Glimlock: “Funny thing about keys. Sometimes they don’t open doors, they close them forever.”
Rifts
Breaks in the Pattern where alwhens and alwheres bleed into one another. Also applicable to temporal instabilities.
Rends
Violent tears in the Weave, harder to mend than rifts.
The Chasm
A deep, living conduit within the Loom’s infrastructure, through which raw Threads enter and refined Weave exits, bound for the alwhens and alwheres. The Chasm does not simply transport, it calibrates force and consequence, channeling the Loom’s intent toward realization. Its currents shape velocity, sequence, and priority, threading logic across multiversal coordinates. Though steady in appearance, the Chasm responds to tension in the Pattern. When collapse nears, it slows. When balance returns, it surges.
Frays
Zones where the Pattern thins and unravels, exposing strands to collapse, corruption, or co-option. Frays mark the limits of Loom stability — regions where intention loses shape and consequence forgets its source. Temporal logic slips here. Identity wavers. What enters may not return, or may return altered. Some Frays bleed into Elsewhens. Others open into breachforms. All of them whisper that the Pattern is not whole.
Satchel
A fashion accessory carried by Glimlock, outwardly a worn messenger bag, inwardly a multidimensional alwhere. Its contents are as unpredictable as its capacity, holding anything the Pattern is willing to let slip inside.
Glimlock: “It’s not the size, it’s the fold.”
Tunnel Tears
A pool deep within the Tunnels, fed by a constant dripping from the stone above. The drops are said to be the tears of a Weavekeeper from an early Cycle who met an ill fate.
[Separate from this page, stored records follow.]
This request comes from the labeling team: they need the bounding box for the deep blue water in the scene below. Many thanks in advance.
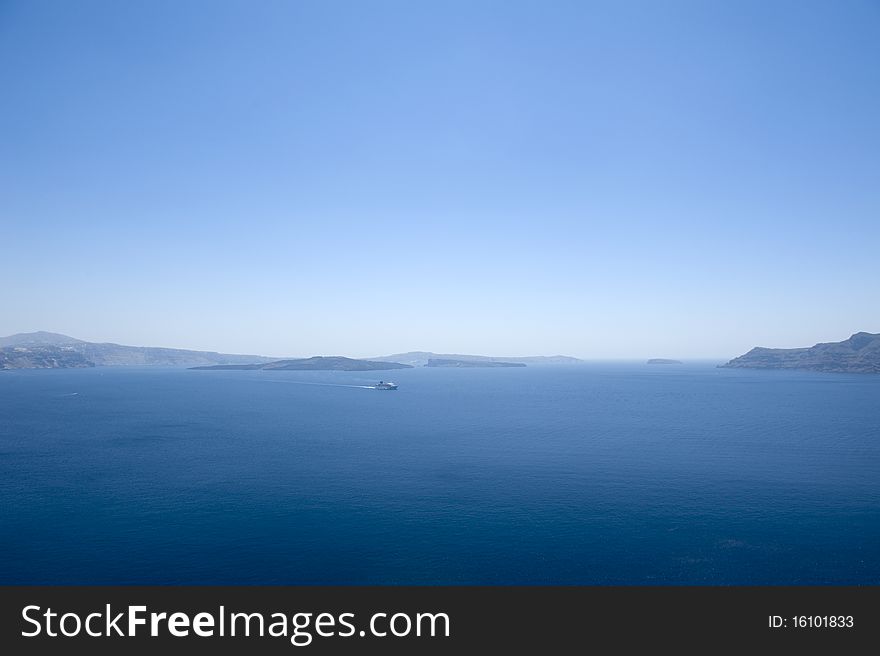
[0,363,880,584]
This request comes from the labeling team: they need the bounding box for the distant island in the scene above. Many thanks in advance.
[0,332,271,369]
[0,331,582,371]
[370,351,583,367]
[720,333,880,374]
[422,358,526,367]
[190,355,412,371]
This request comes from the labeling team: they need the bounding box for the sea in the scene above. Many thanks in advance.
[0,362,880,585]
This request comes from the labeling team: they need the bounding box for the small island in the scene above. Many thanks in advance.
[190,355,412,371]
[425,358,526,368]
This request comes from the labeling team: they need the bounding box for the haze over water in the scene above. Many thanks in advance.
[0,363,880,584]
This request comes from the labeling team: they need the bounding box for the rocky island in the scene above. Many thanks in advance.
[0,331,271,369]
[425,358,526,367]
[370,351,583,367]
[190,355,412,371]
[720,333,880,374]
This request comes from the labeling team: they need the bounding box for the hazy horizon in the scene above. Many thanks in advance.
[0,0,880,360]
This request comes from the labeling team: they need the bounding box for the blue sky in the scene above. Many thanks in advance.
[0,0,880,358]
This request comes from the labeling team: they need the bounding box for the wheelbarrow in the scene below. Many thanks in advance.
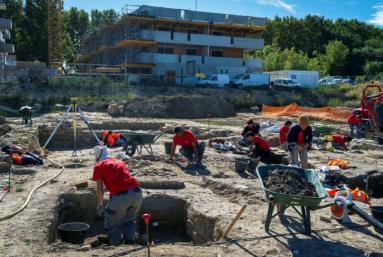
[257,165,327,235]
[121,131,164,157]
[257,165,383,236]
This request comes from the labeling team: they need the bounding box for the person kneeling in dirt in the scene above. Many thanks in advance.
[169,126,206,169]
[332,135,352,151]
[279,120,293,151]
[93,146,142,246]
[102,131,126,147]
[286,116,313,169]
[237,119,261,148]
[245,131,273,163]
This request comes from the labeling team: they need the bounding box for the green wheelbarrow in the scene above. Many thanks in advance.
[121,131,164,157]
[257,165,327,235]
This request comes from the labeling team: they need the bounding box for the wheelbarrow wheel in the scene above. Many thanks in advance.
[277,204,286,216]
[123,140,136,157]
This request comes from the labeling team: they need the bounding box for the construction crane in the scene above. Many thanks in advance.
[48,0,63,74]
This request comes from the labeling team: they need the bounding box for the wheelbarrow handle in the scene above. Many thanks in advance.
[153,132,165,143]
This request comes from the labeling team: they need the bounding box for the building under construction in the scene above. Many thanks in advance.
[75,5,265,83]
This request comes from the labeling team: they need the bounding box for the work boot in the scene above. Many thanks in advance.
[196,155,206,169]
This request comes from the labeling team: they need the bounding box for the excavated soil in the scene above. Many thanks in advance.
[263,169,318,197]
[125,95,236,119]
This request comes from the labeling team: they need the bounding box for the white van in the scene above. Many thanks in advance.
[272,79,301,87]
[195,74,230,88]
[230,74,270,88]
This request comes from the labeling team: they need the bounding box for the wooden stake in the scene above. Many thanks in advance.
[221,205,247,239]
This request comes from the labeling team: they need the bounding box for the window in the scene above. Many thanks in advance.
[186,49,197,55]
[211,50,222,57]
[158,46,174,54]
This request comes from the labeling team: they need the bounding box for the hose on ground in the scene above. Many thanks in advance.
[0,130,65,221]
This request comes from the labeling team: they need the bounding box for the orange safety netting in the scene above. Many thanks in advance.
[262,103,353,123]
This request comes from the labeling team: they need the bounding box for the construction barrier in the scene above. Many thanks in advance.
[262,103,353,123]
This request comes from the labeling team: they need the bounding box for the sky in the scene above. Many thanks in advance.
[64,0,383,27]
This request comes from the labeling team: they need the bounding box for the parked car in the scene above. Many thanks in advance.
[195,74,230,88]
[230,74,270,88]
[273,79,301,87]
[341,79,358,86]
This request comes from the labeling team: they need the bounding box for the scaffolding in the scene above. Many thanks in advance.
[48,0,63,74]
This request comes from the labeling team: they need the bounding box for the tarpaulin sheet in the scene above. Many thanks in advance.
[262,103,353,123]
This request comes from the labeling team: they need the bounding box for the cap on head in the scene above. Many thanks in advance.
[173,126,182,134]
[93,146,109,160]
[298,115,310,126]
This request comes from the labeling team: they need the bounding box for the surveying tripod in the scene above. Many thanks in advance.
[41,98,102,155]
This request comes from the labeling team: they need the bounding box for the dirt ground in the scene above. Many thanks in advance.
[0,110,383,257]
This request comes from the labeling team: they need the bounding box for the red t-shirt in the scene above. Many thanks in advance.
[253,136,270,151]
[348,114,362,125]
[279,125,290,145]
[173,130,198,148]
[332,136,346,146]
[297,130,305,145]
[92,158,139,197]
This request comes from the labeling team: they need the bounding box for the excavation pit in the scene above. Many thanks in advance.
[48,190,216,247]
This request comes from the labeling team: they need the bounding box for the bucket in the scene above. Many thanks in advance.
[246,159,259,172]
[59,222,89,244]
[164,142,173,154]
[371,206,383,234]
[235,158,249,173]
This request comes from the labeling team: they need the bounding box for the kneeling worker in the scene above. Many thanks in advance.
[93,146,142,246]
[245,131,273,163]
[332,135,352,151]
[286,116,313,169]
[169,126,206,169]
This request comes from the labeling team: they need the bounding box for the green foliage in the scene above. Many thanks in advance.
[229,93,255,110]
[327,98,343,106]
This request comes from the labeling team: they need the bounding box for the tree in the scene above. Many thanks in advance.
[21,0,48,62]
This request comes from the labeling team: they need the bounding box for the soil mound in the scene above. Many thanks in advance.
[263,169,319,197]
[125,95,236,119]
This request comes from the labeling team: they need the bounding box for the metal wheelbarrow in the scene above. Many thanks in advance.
[257,165,327,235]
[121,131,164,157]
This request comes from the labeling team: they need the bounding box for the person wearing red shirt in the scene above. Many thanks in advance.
[245,131,272,163]
[169,126,206,169]
[332,135,352,151]
[92,146,143,246]
[279,120,293,150]
[348,114,362,139]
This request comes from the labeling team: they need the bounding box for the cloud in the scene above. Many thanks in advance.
[255,0,296,13]
[346,1,358,5]
[368,4,383,26]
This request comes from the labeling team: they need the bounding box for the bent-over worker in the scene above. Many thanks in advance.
[286,116,313,169]
[169,126,206,169]
[238,119,261,147]
[348,114,362,139]
[279,120,293,150]
[332,135,352,151]
[245,131,273,163]
[93,146,142,246]
[102,131,126,147]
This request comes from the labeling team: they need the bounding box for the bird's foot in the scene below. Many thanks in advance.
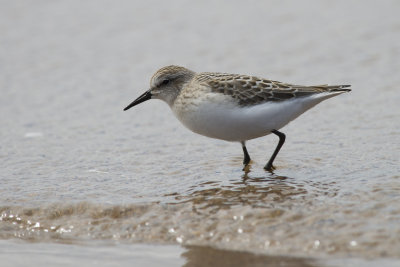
[264,164,275,172]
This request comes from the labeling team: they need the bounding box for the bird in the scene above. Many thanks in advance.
[124,65,351,172]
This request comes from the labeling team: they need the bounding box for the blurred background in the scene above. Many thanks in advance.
[0,0,400,266]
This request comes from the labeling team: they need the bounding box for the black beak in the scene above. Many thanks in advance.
[124,90,151,111]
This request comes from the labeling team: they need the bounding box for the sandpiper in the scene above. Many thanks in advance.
[124,66,351,171]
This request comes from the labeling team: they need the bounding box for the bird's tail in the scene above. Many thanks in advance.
[313,84,351,93]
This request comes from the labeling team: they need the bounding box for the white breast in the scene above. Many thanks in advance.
[171,93,337,141]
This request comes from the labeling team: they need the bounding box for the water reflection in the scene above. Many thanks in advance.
[167,172,307,213]
[182,246,318,267]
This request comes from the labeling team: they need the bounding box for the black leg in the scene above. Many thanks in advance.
[264,130,286,171]
[240,141,250,166]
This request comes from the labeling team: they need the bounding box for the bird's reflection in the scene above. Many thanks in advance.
[182,246,318,267]
[167,171,307,215]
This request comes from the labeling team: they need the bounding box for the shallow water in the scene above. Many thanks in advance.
[0,1,400,266]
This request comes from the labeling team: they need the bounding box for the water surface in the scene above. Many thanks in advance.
[0,1,400,266]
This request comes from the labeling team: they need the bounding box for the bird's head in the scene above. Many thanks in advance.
[124,65,195,110]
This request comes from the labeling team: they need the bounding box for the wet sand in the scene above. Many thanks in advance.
[0,1,400,266]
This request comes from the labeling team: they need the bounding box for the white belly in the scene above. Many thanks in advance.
[172,94,342,141]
Whether born of truth or Pattern-shaped legend, the place carries a weight of sorrow that even the Loom does not disturb.
Glimlock: “If those are her tears, she’s still crying.”
Symbolic Language
The Loom turns
The Loom’s way of marking change, neither good nor ill, only inevitable.
The Pattern remembers
What is done is never truly lost to the Weave.
The Weave forgot
When something has fallen outside the Loom’s notice, sometimes by design.
Shock to the Pattern
A disruption forcing the Loom to adapt or risk tearing.
Threads curling into non-patterns
A sign of something that does not belong, or will not last.
Echoes before cause
When effects arrive ahead of their origin, a sign of unstable Weave conditions.